After watching the movie:

Sgt. O.K. Deadhead is an awkward, clumsy, and shy soldier who conveniently manages to fall into trouble and get thrown in the guardhouse every time the latest rescheduling of his wedding to WAC Airman Lucy Turner, which is a relief to Deadhead because he’s afraid to get married. Deadhead’s clumsiness makes him a thorn in the side of his base commander Gen. Fogg, who needs everything to go perfectly this week for the launch of Project Moonmonkey. Broken out of the guardhouse by a cellmate, Deadhead hides in a rocket, not realizing that it’s about to be launched into a region of space that has been noted to cause personality changes in test subjects. The US President orders the military brass to keep the screwup quiet and to announce that Deadhead is a heroic volunteer.

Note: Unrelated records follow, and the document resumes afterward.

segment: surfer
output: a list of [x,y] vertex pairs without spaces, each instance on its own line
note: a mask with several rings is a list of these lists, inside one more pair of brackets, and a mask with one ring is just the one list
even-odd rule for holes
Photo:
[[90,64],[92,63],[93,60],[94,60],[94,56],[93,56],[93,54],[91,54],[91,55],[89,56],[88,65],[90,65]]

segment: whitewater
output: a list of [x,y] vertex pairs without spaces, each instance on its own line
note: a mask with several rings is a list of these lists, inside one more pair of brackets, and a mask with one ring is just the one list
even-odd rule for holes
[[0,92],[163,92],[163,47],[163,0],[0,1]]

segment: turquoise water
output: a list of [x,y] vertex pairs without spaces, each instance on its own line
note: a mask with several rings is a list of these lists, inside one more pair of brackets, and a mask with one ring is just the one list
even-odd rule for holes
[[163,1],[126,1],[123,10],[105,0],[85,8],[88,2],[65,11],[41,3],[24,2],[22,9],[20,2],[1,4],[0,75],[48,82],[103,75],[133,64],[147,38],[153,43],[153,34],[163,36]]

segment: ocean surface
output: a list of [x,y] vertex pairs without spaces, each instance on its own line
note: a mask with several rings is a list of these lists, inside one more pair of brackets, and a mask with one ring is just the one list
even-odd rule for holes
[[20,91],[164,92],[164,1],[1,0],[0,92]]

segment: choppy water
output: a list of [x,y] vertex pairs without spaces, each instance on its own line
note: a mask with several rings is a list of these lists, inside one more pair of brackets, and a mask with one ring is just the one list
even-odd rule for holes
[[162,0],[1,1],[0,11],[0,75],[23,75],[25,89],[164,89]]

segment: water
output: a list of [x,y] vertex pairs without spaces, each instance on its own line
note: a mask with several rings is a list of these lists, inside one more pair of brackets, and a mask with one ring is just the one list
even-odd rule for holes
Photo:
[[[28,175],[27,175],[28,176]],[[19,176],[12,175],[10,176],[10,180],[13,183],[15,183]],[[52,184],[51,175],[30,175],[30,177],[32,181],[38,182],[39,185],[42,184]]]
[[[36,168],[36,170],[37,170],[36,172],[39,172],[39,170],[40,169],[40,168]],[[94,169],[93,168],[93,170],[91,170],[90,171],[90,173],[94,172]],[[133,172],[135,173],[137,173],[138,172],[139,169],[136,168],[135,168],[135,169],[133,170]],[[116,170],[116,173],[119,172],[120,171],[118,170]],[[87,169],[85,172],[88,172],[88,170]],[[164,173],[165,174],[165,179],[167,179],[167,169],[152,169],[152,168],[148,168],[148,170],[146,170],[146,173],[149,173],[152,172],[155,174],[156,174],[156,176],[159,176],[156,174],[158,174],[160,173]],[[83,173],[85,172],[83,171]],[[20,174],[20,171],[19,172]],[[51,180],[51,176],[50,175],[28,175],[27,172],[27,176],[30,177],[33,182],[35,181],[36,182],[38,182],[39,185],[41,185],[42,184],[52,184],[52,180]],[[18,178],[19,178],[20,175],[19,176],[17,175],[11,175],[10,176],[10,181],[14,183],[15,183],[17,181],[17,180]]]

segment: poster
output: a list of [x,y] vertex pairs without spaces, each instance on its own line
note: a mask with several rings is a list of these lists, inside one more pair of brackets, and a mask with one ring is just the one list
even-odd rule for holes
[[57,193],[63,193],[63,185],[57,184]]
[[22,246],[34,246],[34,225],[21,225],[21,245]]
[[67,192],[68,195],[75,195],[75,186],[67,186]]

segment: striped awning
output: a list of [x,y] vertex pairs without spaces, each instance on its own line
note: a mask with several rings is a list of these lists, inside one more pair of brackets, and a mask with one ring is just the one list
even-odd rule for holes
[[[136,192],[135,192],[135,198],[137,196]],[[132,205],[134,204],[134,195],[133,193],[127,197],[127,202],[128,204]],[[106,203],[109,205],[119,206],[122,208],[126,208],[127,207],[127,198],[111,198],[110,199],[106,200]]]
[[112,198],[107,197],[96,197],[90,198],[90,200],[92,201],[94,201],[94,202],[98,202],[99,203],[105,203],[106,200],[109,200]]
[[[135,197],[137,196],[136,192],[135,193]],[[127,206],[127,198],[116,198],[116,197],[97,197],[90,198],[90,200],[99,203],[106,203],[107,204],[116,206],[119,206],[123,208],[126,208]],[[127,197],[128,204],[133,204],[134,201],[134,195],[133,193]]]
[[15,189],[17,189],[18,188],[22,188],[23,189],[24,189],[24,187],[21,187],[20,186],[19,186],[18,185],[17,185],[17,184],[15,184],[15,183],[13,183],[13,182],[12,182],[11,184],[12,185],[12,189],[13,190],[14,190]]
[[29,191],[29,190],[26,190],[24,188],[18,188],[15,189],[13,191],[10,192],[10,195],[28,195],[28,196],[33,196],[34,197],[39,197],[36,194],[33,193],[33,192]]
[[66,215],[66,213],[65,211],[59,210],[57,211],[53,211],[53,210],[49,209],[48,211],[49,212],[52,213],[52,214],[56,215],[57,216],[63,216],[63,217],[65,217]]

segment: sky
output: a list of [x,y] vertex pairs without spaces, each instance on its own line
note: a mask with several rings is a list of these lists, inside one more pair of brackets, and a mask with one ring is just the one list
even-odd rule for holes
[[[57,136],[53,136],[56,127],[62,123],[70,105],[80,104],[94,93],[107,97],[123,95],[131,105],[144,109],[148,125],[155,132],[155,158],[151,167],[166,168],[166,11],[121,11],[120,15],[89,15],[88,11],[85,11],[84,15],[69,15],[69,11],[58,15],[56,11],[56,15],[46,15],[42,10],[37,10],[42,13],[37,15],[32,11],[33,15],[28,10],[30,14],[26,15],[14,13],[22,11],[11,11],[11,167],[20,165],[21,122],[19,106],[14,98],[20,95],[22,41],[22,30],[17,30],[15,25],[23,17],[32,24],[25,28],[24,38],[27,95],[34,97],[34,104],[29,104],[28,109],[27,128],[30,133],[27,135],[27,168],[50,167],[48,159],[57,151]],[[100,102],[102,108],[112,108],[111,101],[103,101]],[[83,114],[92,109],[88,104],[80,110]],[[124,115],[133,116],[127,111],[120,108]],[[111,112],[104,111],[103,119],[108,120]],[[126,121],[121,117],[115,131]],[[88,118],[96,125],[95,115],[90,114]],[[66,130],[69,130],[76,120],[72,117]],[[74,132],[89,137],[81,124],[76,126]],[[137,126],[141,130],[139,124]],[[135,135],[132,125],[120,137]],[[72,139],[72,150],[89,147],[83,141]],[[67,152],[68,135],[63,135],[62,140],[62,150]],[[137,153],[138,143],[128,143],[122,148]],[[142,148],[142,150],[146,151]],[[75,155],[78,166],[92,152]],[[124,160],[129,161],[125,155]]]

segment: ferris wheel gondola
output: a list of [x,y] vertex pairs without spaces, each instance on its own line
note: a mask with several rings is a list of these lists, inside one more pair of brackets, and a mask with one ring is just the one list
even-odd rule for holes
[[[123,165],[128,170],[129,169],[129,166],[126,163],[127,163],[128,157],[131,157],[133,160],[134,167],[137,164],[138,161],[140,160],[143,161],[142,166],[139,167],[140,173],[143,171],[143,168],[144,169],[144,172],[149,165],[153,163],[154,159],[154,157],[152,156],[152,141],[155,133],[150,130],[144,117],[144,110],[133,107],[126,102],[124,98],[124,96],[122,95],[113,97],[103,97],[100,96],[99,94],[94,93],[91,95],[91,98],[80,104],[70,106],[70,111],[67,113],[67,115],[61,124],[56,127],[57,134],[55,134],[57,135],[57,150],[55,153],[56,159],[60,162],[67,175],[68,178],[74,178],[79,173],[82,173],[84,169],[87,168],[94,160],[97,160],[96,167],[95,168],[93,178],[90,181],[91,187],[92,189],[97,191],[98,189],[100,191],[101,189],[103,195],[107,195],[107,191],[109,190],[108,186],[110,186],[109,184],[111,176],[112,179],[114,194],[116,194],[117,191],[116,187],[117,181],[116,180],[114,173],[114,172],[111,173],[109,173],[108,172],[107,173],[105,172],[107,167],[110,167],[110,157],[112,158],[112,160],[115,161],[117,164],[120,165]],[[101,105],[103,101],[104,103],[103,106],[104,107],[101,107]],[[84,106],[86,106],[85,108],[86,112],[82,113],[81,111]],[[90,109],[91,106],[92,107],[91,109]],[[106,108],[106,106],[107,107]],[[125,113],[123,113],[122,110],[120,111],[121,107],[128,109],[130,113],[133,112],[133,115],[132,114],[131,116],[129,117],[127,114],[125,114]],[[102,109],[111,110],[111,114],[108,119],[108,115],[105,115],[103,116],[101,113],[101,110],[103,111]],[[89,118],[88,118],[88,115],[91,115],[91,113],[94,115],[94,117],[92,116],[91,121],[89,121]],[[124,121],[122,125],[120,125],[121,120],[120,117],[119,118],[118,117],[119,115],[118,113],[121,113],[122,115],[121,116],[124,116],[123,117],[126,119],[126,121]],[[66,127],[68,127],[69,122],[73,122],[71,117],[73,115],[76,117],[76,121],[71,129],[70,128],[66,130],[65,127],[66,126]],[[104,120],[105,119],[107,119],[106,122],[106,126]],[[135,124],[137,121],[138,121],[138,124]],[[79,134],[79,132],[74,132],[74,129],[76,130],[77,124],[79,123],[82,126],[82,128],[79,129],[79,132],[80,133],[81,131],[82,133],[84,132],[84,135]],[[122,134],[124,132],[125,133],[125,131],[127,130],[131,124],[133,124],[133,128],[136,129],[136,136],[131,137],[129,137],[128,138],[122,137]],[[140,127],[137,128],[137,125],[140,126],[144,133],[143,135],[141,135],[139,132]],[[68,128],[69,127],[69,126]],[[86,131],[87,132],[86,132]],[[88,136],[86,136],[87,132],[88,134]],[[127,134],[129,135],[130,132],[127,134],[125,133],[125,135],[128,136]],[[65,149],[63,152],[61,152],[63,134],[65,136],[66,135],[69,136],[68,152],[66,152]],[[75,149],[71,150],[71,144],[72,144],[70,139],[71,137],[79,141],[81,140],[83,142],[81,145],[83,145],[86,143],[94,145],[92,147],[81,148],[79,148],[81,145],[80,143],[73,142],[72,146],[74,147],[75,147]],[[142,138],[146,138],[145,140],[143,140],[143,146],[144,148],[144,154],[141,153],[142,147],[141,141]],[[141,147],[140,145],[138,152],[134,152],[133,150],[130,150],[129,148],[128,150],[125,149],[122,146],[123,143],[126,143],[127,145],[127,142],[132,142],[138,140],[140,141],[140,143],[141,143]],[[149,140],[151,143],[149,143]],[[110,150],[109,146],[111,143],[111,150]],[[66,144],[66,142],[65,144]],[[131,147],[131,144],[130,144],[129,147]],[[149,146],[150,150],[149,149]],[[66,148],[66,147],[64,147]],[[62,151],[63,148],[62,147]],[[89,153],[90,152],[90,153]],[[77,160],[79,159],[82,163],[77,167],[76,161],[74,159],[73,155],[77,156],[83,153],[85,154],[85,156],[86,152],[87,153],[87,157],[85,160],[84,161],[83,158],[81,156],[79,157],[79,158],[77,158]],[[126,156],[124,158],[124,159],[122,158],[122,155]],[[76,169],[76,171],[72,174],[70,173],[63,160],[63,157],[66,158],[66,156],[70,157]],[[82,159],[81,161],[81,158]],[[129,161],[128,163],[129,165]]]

The generals get the idea to sweeten the PR by sweeping Deadhead into an on-base marriage to Lucy immediately on return, but Deadhead comes back wrong, all arrogance and id, lording his hero status over the generals and threatening to tell the press the real story if they don’t obey his orders. Realizing they can’t let Deadhead get to the press, but need to present a hero to the public, the generals throw him in the guardhouse and find the loyal, obedient, and eager Sgt Donovan, a perfect doppelganger of Deadhead, and order him to pose as Deadhead for the press, the wedding, and the honeymoon. But Deadhead won’t let some concrete walls contain him.

Avalon plays something like 2 3/4 roles here. Old Deadhead is a shy bumbler, New Deadhead is a power-mad braggart, Donovan is shy, but not a bumbler, and eventually Deadhead cools down to become a more confident and capable version of his real self. Everyone else is basically playing archetypes, but Avalon has to vary his acting a lot, and he handles it pretty well.

The songs are completely forgettable. They don’t outstay their welcome, but they don’t add a thing to the story. They’re just there because Frankie Avalon movies need songs. There are a handful of improvised Buster Keaton bits that also don’t really belong. Buster Keaton is always funny, but he’s in the wrong movie. He drops out after the first act and the movie is improved by it. This isn’t a big enough movie to be influential, but I think the “little bit of everything” approach to putting together movies was on the decline by this time, and that’s a good thing.

This is a mishmash movie. The plot is heavily burdened by a lot of distractions, and it only succeeds at being a Frankie Avalon vehicle by giving him a broad range of things to do. The story is much more with the brass than with Deadhead, but it’s made about him because he’s the problem they’re trying to keep up with. It’s a bit of fun, but not anything terribly worthwhile. They had high hopes for this movie, but it failed to deliver on its promises.